On this date in 1986, 44-year-old Patrick Henry Sherrill -- a surly, part-time mail carrier from Edmond, Oklahoma -- killed fourteen co-workers in an episode that solidified the reputation of the US Postal Service as a cauldron of workplace violence. Known to many as “Crazy Pat,” Sherrill had failed at nearly every venture in his life before the Edmund Massacre. A poor student, he had made several unsuccessful attempts at college; a stint in the Marines ended with a general discharge but nothing in the way of a career. He did, however, distinguish himself as an expert with a pistol.

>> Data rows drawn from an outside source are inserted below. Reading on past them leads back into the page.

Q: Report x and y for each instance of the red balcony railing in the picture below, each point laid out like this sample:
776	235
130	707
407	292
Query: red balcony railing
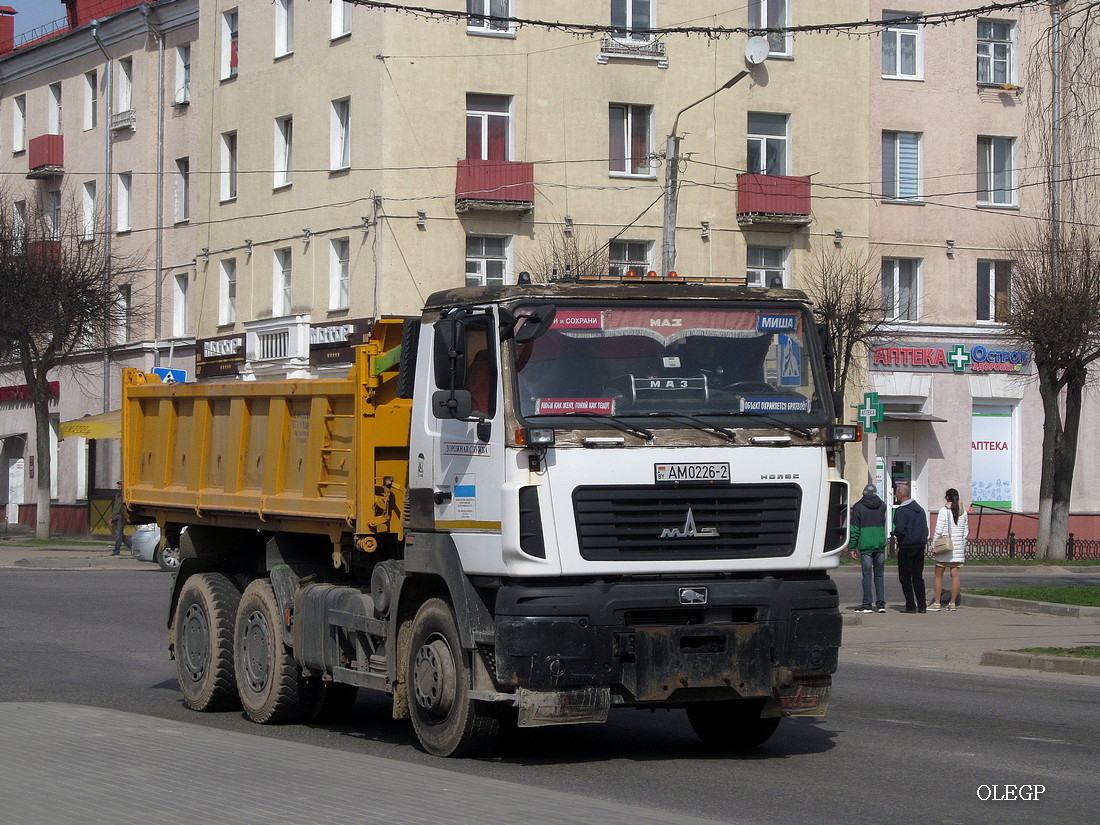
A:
45	155
773	199
495	185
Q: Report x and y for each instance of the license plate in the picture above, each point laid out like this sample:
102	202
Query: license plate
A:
694	472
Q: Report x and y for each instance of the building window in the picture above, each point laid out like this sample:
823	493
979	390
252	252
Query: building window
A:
341	19
771	14
229	166
488	17
630	144
227	303
902	47
488	128
124	208
229	44
183	189
996	172
901	165
766	266
631	20
339	274
179	308
125	101
19	124
340	145
767	144
88	211
281	282
90	100
626	256
900	282
55	109
996	52
284	151
994	281
486	261
184	73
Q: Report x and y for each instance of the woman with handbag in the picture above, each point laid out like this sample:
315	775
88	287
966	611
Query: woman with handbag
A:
948	547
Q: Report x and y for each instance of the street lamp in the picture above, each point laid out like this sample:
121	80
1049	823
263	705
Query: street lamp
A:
671	183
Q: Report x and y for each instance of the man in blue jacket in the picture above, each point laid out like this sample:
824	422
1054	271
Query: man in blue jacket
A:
911	531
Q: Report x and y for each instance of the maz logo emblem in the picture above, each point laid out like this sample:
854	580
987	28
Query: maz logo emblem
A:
689	530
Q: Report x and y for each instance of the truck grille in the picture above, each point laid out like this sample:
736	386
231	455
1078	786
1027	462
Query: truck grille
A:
686	521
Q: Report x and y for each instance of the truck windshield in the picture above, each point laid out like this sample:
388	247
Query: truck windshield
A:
745	361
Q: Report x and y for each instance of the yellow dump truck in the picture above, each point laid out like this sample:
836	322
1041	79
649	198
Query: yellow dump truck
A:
531	505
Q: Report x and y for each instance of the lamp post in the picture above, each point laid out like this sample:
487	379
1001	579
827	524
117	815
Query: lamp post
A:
671	179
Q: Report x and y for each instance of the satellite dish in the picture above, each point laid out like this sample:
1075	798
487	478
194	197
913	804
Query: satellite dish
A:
756	51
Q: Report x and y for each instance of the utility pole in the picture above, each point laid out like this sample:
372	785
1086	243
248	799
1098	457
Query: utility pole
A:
672	179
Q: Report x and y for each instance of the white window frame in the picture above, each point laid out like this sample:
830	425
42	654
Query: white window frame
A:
626	21
284	28
230	43
631	113
229	166
627	255
88	210
761	142
339	274
994	52
19	123
765	264
284	152
772	14
183	74
900	32
490	18
227	292
90	100
340	19
340	135
992	191
282	281
897	149
124	207
892	301
54	113
183	205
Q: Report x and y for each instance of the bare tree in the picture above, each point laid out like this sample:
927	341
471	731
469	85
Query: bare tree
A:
57	296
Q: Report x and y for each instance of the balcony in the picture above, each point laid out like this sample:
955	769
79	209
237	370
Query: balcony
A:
45	156
495	186
782	199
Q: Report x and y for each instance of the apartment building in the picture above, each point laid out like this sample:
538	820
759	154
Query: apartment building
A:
96	132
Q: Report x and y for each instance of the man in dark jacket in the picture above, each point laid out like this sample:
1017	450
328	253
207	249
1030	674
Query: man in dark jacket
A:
869	540
911	530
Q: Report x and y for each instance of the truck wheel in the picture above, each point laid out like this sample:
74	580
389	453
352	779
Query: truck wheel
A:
267	677
204	641
446	719
732	725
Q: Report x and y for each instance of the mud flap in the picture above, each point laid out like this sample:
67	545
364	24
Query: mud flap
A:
573	706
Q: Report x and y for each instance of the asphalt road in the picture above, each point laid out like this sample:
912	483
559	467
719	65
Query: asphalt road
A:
898	746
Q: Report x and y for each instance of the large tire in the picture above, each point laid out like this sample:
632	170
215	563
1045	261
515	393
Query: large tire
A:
204	641
732	725
267	677
447	722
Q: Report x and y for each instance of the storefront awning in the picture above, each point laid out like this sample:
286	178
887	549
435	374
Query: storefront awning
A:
906	416
106	425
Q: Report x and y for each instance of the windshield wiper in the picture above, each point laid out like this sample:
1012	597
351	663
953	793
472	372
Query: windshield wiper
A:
614	421
727	435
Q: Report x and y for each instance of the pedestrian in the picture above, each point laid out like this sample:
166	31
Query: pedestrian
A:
869	539
911	531
952	523
117	523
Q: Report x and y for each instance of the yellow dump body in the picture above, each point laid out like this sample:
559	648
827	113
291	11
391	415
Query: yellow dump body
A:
320	455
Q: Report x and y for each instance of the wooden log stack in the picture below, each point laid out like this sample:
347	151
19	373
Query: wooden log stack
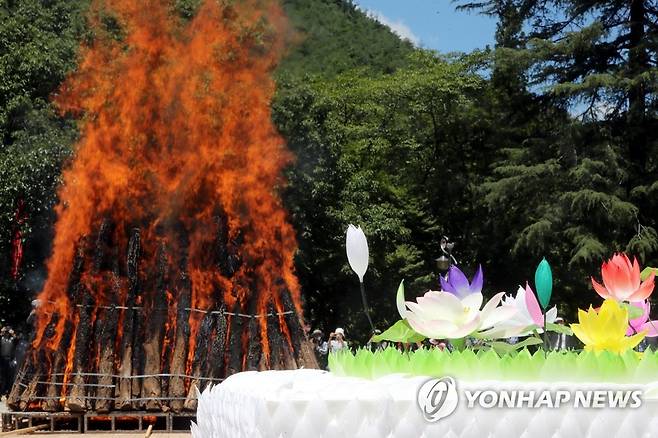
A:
126	341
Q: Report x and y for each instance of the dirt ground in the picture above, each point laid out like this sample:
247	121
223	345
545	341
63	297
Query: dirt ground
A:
106	435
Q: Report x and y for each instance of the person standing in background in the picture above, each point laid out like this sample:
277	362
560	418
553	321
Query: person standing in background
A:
321	348
337	341
7	350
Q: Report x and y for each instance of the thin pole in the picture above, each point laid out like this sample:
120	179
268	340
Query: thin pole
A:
365	306
545	334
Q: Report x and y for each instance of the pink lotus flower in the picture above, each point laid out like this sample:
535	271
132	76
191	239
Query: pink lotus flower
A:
642	323
621	280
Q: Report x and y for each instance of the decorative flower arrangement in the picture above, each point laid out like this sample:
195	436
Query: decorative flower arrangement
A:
456	312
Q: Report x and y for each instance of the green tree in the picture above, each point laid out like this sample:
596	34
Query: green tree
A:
38	44
392	153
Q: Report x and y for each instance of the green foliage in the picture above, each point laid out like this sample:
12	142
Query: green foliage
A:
401	331
38	45
331	37
377	150
522	365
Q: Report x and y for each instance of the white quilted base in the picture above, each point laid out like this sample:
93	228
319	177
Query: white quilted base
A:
317	404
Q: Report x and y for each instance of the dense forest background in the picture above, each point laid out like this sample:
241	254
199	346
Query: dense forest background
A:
544	145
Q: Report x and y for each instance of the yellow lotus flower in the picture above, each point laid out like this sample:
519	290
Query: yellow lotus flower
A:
605	330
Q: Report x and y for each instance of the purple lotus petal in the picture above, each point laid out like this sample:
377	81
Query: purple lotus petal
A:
478	280
446	286
459	282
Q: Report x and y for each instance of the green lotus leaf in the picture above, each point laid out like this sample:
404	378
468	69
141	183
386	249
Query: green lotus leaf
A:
558	328
401	331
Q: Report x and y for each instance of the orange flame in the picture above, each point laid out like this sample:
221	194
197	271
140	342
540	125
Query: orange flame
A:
175	130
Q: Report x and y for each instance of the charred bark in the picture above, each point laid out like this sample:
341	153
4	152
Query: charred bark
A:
179	354
124	391
151	388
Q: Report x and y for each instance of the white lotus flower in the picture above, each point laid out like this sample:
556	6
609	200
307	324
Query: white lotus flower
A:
357	250
527	318
442	315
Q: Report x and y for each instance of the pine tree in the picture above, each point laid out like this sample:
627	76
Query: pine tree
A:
571	168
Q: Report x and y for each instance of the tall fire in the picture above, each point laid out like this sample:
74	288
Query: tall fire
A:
172	263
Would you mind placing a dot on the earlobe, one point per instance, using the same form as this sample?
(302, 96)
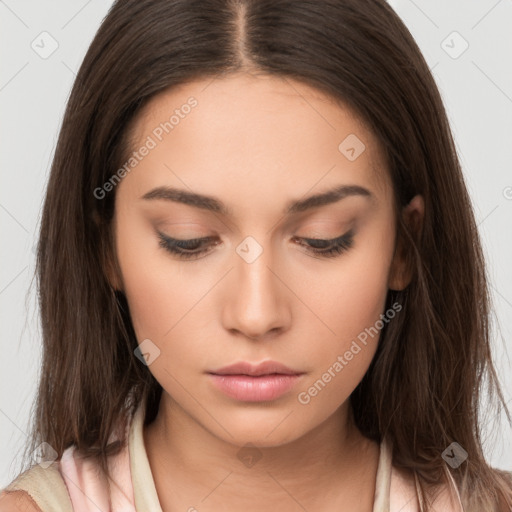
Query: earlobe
(401, 270)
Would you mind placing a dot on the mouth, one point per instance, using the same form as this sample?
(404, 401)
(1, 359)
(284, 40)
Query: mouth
(255, 383)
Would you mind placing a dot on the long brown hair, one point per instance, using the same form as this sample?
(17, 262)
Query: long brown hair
(423, 388)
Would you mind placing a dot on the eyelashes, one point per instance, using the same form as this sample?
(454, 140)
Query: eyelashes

After his time with the Marines, Sherrill returned to live with his mother in Oklahoma, where a series of odd jobs kept Sherrill afloat while his odd behavior and unpleasant demeanor resulted in one dismissal after another. During the years leading up to the mass murder for which he would become famous, Sherrill’s conduct was nothing short of disturbing. The least worrisome of his quirks included his habit of mowing the lawn in the middle of the night; less endearing was his compulsion to peer in his neighbors’ windows and steal their dogs, which he then pitted in fights against his pit bull.

On August 19, 1986, Sherrill’s supervisors -- Bill Bland and Rick Esser -- reprimanded him. Sherrill, who had been written up twice and suspended earlier in the year, had been complaining to fellow employees for weeks, insisting that Bland and Esser were looking to fire him. To one co-worker, Sherrill ominously remarked that “they’ll be sorry everyone would know.”

The next day, Sherrill brought two semi-automatic .45 pistols and a .22 to work. After locking the door behind him, he began shooting everyone in sight. Within 15 minutes, “Crazy Pat” had taken fourteen lives and wounded a half dozen more before ending the spree with a bullet to his own head. Rick Esser was indeed numbered among the dead; Bill Bland, however, overslept and was not in the office when Patrick Sherrill arrived.

True to its legendary persistence, the Post Office in Edmund -- scrubbed and emptied of the dead and wounded -- opened for business the next morning.